My book tour got started yesterday in Washington, beginning with an interview with T.V. Parasuram, correspondent since 1962 of the Press Trust of India, the Indian version of the Associated Press. He wanted to see me because the Chinese monk whose journey from China to India in the seventh century makes up the narrative thread of my book is about as famous in India as he is in China (and as unknown in the West). "I studied about him in the second or third grade," Mr. Parasuram told me. We drank tea in the coffee shop of the Omni Shoreham on Calvert Street and talked about the paradoxes of Buddhist philosophy—the concept of the double emptiness and other such matters—while at the table next to us a couple murmured about redecorating their house.
Then I did a 15-minute interview with Bill Thomas, whose program Eye on Books is broadcast to eager book-buyers on 600 radio stations across the country. Next I engaged in what my publisher grandly calls "international coverage" at the Voice of America where Nancy Beardsley conducted a gracious and gentle interview, to be broadcast in the form of gracious, gentle American propaganda across the world. Imagine all those people in Burundi and Bangladesh listening to me talk about the ardor of traveling from China to India and back. The very idea that someone would do that and get paid for it by his publisher must be outlandish to that portion of the VOA audience, for whom survival itself is more arduous than anything I am likely to experience.
In the evening I gave a talk at the Freer Gallery, feeling (or wishing to feel) like Burton or Speke reporting on their explorations before the Royal Geographical Society. I punctured my own pretension by telling my story of crossing the Torugart Pass from China into Kyrgyzstan. This historic pass through the Tian Shan mountains, only reopened about three years ago, is 200 miles north of Kashgar, the westernmost city in China, and 400 miles south of Bishkek, the capital of Kyrgyzstan. It's at about 9,000 feet elevation and surrounded by hills so barren they appear to be shaved. There's nothing there except for the Chinese border-control post, a strange sort of triumphal arch marking the actual frontier, and then a few miles away is Kyrgyz customs and immigration, where, on the day I was there, Russian soldiers hunted marmots with their AK-47s. I walked into the Chinese post thinking that this must be the most remote and infrequently traveled border-crossing on the globe—and there ahead of me was a group of 15 or so retirees from Florida traveling via the air-conditioned bus of Silk Road Adventure Tours, or something of that sort.

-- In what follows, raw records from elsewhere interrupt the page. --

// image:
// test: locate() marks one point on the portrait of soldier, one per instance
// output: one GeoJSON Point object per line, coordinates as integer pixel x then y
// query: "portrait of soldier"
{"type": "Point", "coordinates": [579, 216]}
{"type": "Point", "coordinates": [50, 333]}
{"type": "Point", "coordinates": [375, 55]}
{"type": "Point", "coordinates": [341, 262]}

There's no such thing as remote anymore. The days of heroic travel, of Burton and Speke, Livingstone and Stanley are over.
Still, I told my audience, nobody that I know of has retraced the entire journey of the famous monk from Xian in China to Kanchipuram in India and back. One person in the audience wanted to know how I felt about the Taliban's destruction of the great Buddhist rock carvings in Bamiyan, Afghanistan, which my monk saw and described in his account of his journey. I replied that I thought it was the metaphorical annihilation of a people, an act of barbarism whose underlying message was that a whole great expression of the human genius did not deserve to exist. But, I added, if you go to the great cave temples in Western China, like the Kizil caves near Turfan, you will see that the eyes of most of the figures in the wall paintings have been gouged out. This vandalism was carried out by the Muslim invaders of the ninth century. There really is nothing new under the sun.
The later evening saw one of the splendid events of my life, a buffet dinner in Georgetown given for me by friends to whom I will be forever grateful. As a New Yorker who rarely comes to Washington, it was extraordinary to see the denizens of this city, political and journalistic, mixing and mingling. I was told that Alan Greenspan was going to be there, and I had a little speech all prepared for that eventuality, something along the lines of my feeling that he would have been too busy saving the global economy to come to a party for me. Well, he wasn't there. I mention this in an effort to devise a new kind of negative name-dropping, slipping into the conversation someone who was absent, whom you've never met and don't know but who still gives you associational glory. If he hadn't been too busy saving the global economy, I'm sure Mr. Greenspan would have been there.